Kraus aber, der das Gerede schon rasch nicht mehr hören kann, flüchtet vor seinen eigenen Dämonen in zu viel Alkohol. Welche das sind, erzählt er nach und nach, widerwillig, aber schließlich wohl auch befreit: Da ist die kleine Schwester, die von den Russen überfahren worden war, die eigene Verstrickung in einen Todesfall bei seiner Flucht aus Tschechien, vor allem aber seine Liebe zu Carla, die er vor seinem Engagement bei Winterberg ebenfalls durch die letzte Lebenszeit hatte bringen sollen.
Nein, verwandt seien Winterberg und er nicht, erklärt Kraus, wenn man ihn unterwegs auf seinen Begleiter anspricht. "Ihr seid euch aber ähnlich", bekommt er dann zu hören. Dass diese Ähnlichkeit nichts Physiognomisches ist, sondern eher in der Ausstrahlung der beiden besteht, wird ihm erst spät klar: "Ich musste an die beiden Winterfliegen denken, die ich im Hotel in Ceské Budejovice aus dem Winterschlaf weckte. Die am Leben waren und doch nicht. Die so verloren und verwirrt waren. Die wach waren und doch so müde und erschöpft.

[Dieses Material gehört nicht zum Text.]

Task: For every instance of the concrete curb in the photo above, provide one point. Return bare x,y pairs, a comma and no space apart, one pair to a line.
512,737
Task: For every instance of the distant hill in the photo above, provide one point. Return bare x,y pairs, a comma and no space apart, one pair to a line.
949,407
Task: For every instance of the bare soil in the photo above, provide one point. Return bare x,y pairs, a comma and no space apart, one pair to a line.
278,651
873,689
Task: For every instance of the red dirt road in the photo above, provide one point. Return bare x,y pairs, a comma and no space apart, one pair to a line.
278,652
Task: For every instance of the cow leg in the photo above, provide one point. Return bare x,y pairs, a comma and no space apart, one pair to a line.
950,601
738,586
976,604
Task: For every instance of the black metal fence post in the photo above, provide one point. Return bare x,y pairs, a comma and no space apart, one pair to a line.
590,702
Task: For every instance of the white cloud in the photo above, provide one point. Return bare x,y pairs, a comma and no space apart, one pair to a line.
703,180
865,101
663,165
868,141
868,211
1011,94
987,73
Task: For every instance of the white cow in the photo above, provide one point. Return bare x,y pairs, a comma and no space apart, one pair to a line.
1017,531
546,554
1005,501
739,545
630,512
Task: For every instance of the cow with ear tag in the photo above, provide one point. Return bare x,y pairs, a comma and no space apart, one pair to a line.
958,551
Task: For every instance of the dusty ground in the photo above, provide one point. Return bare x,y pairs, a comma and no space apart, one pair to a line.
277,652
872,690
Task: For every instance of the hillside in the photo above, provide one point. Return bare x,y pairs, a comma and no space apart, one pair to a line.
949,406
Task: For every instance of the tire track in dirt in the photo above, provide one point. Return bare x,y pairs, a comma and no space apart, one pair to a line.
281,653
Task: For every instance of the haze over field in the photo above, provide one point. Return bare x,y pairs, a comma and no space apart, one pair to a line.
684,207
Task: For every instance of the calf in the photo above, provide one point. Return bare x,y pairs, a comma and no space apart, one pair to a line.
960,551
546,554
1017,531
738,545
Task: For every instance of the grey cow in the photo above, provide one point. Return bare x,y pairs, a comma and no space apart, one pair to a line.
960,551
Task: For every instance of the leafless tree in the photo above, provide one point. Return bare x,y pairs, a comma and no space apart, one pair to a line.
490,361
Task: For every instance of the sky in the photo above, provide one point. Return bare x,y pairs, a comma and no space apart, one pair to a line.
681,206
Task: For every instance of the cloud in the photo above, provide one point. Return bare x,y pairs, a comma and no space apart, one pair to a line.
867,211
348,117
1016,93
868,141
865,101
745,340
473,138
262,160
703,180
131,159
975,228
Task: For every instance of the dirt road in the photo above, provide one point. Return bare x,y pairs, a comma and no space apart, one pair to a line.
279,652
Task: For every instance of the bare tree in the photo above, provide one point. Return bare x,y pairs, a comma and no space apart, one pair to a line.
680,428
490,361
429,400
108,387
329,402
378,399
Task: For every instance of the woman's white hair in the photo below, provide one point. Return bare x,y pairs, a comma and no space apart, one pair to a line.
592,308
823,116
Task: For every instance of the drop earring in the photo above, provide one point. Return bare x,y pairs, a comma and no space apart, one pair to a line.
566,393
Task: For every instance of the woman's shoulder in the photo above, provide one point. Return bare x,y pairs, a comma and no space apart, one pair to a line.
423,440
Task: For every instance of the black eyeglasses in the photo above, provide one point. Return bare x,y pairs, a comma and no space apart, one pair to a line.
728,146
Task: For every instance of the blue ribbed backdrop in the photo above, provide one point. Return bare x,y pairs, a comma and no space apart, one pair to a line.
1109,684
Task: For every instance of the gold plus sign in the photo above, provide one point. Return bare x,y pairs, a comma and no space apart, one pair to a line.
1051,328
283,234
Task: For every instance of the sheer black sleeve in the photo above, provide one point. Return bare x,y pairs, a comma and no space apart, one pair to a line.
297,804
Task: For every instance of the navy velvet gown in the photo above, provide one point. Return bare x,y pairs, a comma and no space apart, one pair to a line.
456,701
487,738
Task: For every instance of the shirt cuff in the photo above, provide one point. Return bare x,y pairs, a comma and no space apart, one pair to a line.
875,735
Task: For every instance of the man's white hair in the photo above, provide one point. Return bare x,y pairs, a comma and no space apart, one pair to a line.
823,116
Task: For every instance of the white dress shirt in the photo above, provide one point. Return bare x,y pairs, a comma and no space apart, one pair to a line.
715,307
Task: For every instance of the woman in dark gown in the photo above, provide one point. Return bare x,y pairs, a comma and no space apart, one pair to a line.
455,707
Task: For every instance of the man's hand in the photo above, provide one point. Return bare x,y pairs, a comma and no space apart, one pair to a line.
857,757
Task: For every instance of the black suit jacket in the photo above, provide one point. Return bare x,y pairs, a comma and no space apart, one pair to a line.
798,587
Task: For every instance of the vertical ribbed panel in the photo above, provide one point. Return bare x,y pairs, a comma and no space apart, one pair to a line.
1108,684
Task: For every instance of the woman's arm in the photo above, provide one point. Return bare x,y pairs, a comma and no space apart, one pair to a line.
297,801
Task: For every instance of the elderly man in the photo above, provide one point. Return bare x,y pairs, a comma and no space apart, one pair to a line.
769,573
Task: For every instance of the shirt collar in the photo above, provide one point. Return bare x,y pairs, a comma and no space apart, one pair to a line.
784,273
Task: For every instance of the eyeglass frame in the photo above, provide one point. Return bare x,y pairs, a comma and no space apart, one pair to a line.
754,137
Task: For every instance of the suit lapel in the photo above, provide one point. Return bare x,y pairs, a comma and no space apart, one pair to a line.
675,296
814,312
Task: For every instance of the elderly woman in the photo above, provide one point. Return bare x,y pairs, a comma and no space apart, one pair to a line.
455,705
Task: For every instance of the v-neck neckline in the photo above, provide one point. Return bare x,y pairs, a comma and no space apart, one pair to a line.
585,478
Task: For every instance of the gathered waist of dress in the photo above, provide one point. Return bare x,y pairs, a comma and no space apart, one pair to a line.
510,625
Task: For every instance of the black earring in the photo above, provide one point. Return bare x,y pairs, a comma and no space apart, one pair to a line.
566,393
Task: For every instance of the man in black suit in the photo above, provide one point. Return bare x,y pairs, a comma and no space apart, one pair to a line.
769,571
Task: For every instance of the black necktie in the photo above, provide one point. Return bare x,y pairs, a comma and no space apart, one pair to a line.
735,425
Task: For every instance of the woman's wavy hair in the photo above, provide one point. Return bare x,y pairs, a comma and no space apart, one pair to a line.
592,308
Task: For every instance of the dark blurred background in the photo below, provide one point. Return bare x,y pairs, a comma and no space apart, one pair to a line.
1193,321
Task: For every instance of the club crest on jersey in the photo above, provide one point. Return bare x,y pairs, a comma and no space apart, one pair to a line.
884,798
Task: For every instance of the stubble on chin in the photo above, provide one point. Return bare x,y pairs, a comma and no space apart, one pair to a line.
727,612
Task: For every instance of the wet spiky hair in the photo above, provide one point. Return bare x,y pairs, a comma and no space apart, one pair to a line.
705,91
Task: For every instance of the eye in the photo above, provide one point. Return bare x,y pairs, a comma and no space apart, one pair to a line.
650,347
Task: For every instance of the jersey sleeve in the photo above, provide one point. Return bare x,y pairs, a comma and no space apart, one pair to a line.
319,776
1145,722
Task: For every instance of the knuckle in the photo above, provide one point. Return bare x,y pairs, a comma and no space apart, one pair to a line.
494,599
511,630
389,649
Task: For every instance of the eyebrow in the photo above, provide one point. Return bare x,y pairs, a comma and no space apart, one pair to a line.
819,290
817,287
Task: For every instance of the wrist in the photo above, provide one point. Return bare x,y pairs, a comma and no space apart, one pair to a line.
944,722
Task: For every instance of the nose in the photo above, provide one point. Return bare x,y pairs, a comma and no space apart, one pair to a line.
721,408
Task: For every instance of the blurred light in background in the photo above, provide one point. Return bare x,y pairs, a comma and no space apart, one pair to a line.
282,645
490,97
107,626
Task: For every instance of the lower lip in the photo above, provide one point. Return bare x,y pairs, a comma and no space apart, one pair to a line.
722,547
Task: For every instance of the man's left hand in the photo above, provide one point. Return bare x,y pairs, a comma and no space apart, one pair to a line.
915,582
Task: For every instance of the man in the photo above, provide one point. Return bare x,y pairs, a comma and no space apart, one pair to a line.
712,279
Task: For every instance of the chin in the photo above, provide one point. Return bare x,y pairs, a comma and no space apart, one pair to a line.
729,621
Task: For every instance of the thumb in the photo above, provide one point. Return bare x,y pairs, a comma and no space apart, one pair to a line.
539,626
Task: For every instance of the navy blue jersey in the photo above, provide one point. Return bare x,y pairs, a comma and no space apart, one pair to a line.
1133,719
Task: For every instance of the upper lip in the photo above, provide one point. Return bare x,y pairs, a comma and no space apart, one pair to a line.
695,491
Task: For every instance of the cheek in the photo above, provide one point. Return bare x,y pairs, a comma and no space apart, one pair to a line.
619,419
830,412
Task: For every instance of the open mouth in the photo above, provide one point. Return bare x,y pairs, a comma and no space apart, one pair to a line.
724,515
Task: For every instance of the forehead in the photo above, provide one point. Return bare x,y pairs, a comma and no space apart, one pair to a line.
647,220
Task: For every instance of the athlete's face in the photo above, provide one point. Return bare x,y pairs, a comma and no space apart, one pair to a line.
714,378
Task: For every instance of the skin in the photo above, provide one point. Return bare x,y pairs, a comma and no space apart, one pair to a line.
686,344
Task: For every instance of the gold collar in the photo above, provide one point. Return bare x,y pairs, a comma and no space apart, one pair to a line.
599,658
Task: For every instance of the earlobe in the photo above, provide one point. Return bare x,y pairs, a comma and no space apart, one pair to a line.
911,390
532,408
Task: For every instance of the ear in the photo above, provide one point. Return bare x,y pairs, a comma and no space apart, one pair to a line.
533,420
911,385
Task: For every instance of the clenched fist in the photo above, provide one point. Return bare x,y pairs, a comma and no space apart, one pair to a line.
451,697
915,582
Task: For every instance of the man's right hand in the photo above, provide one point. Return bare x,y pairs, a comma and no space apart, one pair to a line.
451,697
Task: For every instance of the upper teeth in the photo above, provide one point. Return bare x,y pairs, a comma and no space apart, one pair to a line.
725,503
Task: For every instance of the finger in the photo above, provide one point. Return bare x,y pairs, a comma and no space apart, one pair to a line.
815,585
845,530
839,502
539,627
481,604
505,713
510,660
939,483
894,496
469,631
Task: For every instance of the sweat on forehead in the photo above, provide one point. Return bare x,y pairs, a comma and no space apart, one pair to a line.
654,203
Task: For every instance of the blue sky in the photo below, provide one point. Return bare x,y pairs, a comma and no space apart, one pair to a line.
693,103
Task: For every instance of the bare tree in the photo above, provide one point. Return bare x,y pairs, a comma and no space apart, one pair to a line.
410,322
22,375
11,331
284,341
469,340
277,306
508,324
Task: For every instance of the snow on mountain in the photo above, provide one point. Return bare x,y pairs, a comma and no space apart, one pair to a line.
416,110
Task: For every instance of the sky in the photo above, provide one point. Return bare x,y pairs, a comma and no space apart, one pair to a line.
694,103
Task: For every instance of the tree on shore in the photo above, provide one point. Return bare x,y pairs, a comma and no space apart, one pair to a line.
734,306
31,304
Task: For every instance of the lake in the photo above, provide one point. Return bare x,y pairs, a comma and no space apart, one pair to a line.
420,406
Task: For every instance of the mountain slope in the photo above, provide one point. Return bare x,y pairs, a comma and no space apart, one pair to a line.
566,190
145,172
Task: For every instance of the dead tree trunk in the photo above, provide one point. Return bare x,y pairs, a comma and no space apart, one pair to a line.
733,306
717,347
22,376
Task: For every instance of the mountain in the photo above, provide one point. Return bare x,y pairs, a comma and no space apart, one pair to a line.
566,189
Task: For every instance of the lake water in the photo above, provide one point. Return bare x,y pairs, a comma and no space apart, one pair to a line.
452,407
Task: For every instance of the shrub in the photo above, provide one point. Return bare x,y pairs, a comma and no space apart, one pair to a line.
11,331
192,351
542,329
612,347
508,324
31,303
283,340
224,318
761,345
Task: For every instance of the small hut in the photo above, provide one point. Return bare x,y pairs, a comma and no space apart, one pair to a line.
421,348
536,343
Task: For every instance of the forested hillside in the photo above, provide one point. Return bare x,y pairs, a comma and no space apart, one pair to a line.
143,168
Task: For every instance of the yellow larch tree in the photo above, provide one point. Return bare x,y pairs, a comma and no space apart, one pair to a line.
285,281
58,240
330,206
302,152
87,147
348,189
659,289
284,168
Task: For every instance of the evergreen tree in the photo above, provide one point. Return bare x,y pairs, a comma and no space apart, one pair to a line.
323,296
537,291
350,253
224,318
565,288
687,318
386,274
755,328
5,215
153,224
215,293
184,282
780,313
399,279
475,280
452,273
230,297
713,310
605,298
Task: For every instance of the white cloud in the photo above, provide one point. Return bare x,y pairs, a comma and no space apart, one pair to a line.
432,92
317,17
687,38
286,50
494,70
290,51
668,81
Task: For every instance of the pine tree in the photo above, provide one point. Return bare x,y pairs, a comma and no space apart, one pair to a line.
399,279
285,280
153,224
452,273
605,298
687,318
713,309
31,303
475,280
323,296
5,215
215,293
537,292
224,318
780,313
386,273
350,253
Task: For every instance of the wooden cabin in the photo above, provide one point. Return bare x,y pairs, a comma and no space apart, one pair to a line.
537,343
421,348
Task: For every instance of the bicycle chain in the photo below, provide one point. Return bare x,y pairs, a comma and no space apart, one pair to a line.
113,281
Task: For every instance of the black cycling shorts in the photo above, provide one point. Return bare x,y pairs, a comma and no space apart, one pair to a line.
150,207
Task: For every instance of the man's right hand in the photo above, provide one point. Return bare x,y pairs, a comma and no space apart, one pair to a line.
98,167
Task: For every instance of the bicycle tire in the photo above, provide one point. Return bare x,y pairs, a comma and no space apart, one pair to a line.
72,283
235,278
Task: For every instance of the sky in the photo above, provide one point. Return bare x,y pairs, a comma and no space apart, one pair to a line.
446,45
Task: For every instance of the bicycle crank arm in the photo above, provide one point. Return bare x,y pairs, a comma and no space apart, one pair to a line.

Wir waren die zwei Winterfliegen."
Einzig um das mit sich getragene Leid zweier Reisender geht es Rudis allerdings nicht, denn so wie das einstige Eisenbahnnetz durchaus eine metaphorische Rolle einnimmt, wie es für das steht, was den Kontinent einigt und durch "Überschienen" von Steigungen und Abgründen diesen Zusammenhalt erst ermöglicht, so verkörpert auch Winterberg vieles von der Schuld und der Tragik seiner Generation - nicht zuletzt in den Strategien, aus einer Herkunft in zwei Kulturen und Sprachen erzwungenermaßen in eine einzige überzuwechseln. Was seit dem Fall des Eisernen Vorhangs in eine neue Frage mündet: Wie lässt sich diese Disposition für die neuen Verhältnisse Mitteleuropas wiederbeleben und nutzen?
Jáchym Topols Roman "Ein empfindsamer Mensch" setzt mit deutlichen Signalen dafür ein, dass die gefallenen Grenzzäune langsam wieder errichtet werden. Eine tschechische Schauspielerfamilie, zu der neben dem schon älteren Ex-Dissidenten Mohrle dessen junge Freundin Sonja und die gemeinsamen Zwillingssöhne gehören, reist durch Europa: Allein auf den ersten hundert Seiten des Romans kommen die vier mit Flugzeug und Auto nach England, Spanien, Frankreich, Deutschland, Ungarn, in die Ukraine, die Slowakei und die Tschechische Republik. Die gewohnten Auftrittsmöglichkeiten sind ihnen plötzlich verschlossen, entweder durch die aufkommende Feindseligkeit der Bevölkerung gegenüber Fremden oder durch die Konkurrenz anderer Ensembles. In München stielt Mohrle einem Veranstalter, der sie nicht spielen lassen will, einen größeren Betrag, sie fliehen nach Budapest, wo ihnen Mohrles verschollener Bruder Iwan begegnet, ein Mafioso, der in der Ostukraine den russischen Separatisten zur Hand geht und die Familie kurzerhand dorthin ausfliegt. Wieder in Tschechien, bekommen sie es mit der Miliz ebenso zu tun wie mit einem gewälttätigen Untergrundnetzwerk, einer Bordellbetreiberin, kauzigen Eremiten und Nationalisten. All das ist von raschen Umschwüngen bestimmt, jeder Plan erweist sich als vergeblich, Besitz fällt der Familie zu und macht sich wieder davon, Figuren tauschen auf, verschwinden wieder und betreten neuerlich die Bühne, lebend oder als Gegenstand von Erzählungen.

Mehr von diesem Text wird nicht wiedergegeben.